When we teach about filters, it helps couples to be more aware of how they interpret their spouse. Where do filters come from?

1. Expectations

This is a big one for my wife, Michelle, and I. We frequently have to recognize our differing expectations. One of use has an expectation about something that is often not communicated to the other person.

For example, I am often thinking about what I want to accomplish on Saturdays. I may have an expectation about getting some chores done around the house.

Michelle will come in and say, “I am going to visit my family on Saturday.”

I hear, “Michelle just committed me to driving two hours to see her family and I’m not going to be able to do my work.”

There are two expectations: my expectations of what how I am going to spend my Saturday and my expectations of what she’s asking me to do.

When this happens, I react poorly.
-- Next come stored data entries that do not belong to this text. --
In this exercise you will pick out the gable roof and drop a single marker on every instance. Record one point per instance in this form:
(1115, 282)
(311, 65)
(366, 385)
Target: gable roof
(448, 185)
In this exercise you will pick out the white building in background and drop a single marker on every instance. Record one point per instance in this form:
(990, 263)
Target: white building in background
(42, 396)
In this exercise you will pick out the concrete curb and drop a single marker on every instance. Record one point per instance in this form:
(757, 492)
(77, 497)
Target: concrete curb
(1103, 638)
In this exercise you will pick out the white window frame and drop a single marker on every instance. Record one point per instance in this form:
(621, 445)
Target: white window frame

I react by saying, “How dare you commit me to…”

It took us a while in our relationship to learn to set up expectations. She honestly wants to see her family, but she doesn’t expect me to go with her. I’m welcome to go if I want, but I’m not required. She also got better at planning things a little further in advance.
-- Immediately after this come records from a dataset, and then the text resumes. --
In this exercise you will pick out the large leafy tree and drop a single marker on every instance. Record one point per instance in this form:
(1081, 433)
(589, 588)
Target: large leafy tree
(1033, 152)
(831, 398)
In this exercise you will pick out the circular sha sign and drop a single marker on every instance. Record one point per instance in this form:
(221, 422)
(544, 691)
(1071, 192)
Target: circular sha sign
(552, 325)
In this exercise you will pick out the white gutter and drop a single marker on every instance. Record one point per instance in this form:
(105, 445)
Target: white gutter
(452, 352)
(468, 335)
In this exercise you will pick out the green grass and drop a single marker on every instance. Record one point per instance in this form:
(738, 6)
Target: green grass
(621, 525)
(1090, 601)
Aligning expectations helps us both.

2. Values and Beliefs

We all have a number of values and beliefs that drive our reactions. Some of these can be very positive and some of them can be based on insecurities.

I recently saw a post on Facebook that said, “This should make you angry.” My belief is that I can’t tell someone to feel a certain way. That is a boundary violation. When I saw this post, it irritated me.

My beliefs filtered the way that I interpreted that message. I think the person was just looking for a catchy title, but it certainly rubbed me the wrong way. I would rather that they say, “I am angry about this…”

Our values and beliefs influence how we interpret each other.

3. Mood

Our mood can change the way that interpret things. When we are stressed, we tend to hear things that aren’t really being said.

Addiction treatment uses an acronym to describe when we are more susceptible to poor behaviors: HALT. Hungry. Angry. Lonely. Tired. When we are feeling weak in any of those areas, we are more likely to misinterpret what our partner says or does.

Being aware of our own mood helps us. Our mood will influence how we interpret things.

4. Past Experiences

This is a broad category. Our past experiences with family and others influence how we interpret a message.

One night, in the early years of our marriage, I said to Michelle, “Are you going to do the dishes?” I meant it as a very simple query. I was just wondering if she wanted me to do the dishes.

Michelle heard, “The kitchen is a mess. You are a rotten housekeeper. You’re not what I wanted in a wife.”

Michelle blew up. She got angry.

This comment touched on an insecurity that Michelle had – that she wasn’t doing what was expected of her. It combined expectations, beliefs, mood and her past experiences.

I was at a loss. I only wanted to know if she wanted me to do the dishes.

We were able to talk through how filters twisted the message into something that was unintended. It taught us that we often misinterpret each other.

The message spoken does not always equal the message heard.

Our online material teaches couples how to recognize their own filters. Helping a couple to recognize their filters can help them to understand how to speak with one another to promote understanding.

Tips for Mentors:

  • Encourage couples to validate – Too often, the message spoken does not equal the message heard. Often times, it’s not. It gets twisted around by our filters. We encourage couples to validate their understanding with each other, even if they disagree.
  • Check in with the spouse – Sometimes, as a mentor, I hear what sounds like a criticism of their spouse. I turn to their partner and ask, “How do you react to that statement?” Sometimes, they don’t take it as a criticism. The important part is how the couple hears each other.
  • Identify common filters – I told you the experience with Tony and Crystal. When Tony recognized that he is often hearing things through a filter of rejection. When he understood that that was an emotional trigger, he was better able to listen more closely to Crystal. He would ask her if she meant that as a criticism of him. He learned that wasn’t her intent. The two of them were better able to understand each other’s perspectives.